As far as mania goes, those with bipolar II have a less severe form of it. In bipolar II, it’s actually called hypomania; true mania does not occur. For example, while someone with bipolar I might react to manic feelings with severely abnormal behaviors, someone with bipolar II might seem to just have more energy than usual, feel more talkative, and need less sleep. Since these types of behaviors can be within normal limits for some people, there is less of an obvious problem to bystanders.
Treatments for Depression and Bipolar Disorder
Bipolar depression is usually more difficult to control than clinical depression, and some treatments that work for the clinically depressed can actually make bipolar depression worse.

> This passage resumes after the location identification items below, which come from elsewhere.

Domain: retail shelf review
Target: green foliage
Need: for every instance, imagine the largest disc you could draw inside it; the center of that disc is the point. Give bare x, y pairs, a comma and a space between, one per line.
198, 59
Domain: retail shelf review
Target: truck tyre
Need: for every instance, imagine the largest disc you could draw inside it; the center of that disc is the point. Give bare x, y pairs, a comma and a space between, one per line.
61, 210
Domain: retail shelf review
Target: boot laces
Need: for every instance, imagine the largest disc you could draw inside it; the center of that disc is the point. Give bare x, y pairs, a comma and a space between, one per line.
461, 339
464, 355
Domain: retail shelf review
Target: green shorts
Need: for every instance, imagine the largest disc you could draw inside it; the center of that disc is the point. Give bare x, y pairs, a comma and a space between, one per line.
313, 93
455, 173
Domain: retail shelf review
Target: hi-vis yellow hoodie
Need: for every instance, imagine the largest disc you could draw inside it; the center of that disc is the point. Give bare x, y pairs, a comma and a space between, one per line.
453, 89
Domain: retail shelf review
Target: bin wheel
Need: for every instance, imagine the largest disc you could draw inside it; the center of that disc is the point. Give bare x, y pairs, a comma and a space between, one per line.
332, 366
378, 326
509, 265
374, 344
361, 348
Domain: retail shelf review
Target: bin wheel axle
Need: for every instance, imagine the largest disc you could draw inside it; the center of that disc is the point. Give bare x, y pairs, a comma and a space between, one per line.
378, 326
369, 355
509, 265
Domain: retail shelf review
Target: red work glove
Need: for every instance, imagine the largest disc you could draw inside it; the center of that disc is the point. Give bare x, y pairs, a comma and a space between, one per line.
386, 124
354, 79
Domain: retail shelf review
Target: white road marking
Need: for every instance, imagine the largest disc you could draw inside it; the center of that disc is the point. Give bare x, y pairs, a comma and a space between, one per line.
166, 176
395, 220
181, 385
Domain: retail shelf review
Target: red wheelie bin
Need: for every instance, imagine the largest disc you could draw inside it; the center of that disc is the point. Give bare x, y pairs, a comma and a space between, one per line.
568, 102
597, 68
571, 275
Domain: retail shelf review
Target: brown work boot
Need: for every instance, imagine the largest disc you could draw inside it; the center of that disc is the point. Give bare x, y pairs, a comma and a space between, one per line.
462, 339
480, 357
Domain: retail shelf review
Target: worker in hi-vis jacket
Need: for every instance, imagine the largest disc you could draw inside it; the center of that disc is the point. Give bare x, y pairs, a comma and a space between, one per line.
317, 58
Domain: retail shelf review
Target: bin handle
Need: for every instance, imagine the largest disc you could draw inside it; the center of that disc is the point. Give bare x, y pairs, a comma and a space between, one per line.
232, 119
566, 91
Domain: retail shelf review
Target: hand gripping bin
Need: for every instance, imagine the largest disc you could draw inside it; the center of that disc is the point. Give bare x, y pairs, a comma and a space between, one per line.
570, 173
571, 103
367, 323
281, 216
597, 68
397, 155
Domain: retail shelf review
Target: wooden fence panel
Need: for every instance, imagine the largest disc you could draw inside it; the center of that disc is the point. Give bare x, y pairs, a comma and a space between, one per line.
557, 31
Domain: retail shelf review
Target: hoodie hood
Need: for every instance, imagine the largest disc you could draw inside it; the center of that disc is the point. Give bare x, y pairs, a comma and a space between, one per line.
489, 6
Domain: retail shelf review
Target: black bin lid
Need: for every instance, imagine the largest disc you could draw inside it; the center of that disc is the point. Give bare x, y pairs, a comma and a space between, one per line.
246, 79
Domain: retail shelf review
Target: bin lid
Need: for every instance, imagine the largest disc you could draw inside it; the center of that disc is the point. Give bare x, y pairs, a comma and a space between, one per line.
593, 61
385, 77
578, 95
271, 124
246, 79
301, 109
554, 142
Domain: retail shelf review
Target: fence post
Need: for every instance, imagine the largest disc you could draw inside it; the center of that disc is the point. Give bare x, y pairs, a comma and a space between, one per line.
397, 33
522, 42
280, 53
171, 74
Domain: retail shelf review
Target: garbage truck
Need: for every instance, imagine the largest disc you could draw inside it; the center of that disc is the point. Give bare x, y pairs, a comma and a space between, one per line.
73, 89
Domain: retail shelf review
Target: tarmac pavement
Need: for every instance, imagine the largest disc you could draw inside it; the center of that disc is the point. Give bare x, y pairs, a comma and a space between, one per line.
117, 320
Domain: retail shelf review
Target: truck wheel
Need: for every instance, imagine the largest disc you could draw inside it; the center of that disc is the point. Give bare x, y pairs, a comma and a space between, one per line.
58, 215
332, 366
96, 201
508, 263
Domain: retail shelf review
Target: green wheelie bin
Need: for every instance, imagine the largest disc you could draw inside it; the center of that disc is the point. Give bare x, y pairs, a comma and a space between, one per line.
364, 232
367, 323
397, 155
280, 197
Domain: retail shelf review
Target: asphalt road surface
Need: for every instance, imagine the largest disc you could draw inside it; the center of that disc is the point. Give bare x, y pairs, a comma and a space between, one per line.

It’s very important that a correct diagnosis is made; do not try to treat any type of depression on your own without making sure that it’s not bipolar disorder. For example, light therapy and some supplements used with some success in patients with depression can cause worsening of symptoms in those with bipolar disorder. Your doctor will work with you to determine a course of treatment that addresses both depressive and manic symptoms if you have bipolar disorder. With depression, only the depression needs to be treated, unless there is some other issue such as anxiety or substance abuse.
If you or your teen are suffering from depression, it’s important to know what type it is and whether it’s associated with bipolar disorder. Your physician is a good place to start, and he or she will refer you for proper mental health treatment if it’s warranted. If you have concerns that your teenager is struggling with psychosis, suicidal ideation, or any other severe mental health condition, don’t be afraid to call 911 or go to the nearest emergency room for prompt evaluation and treatment.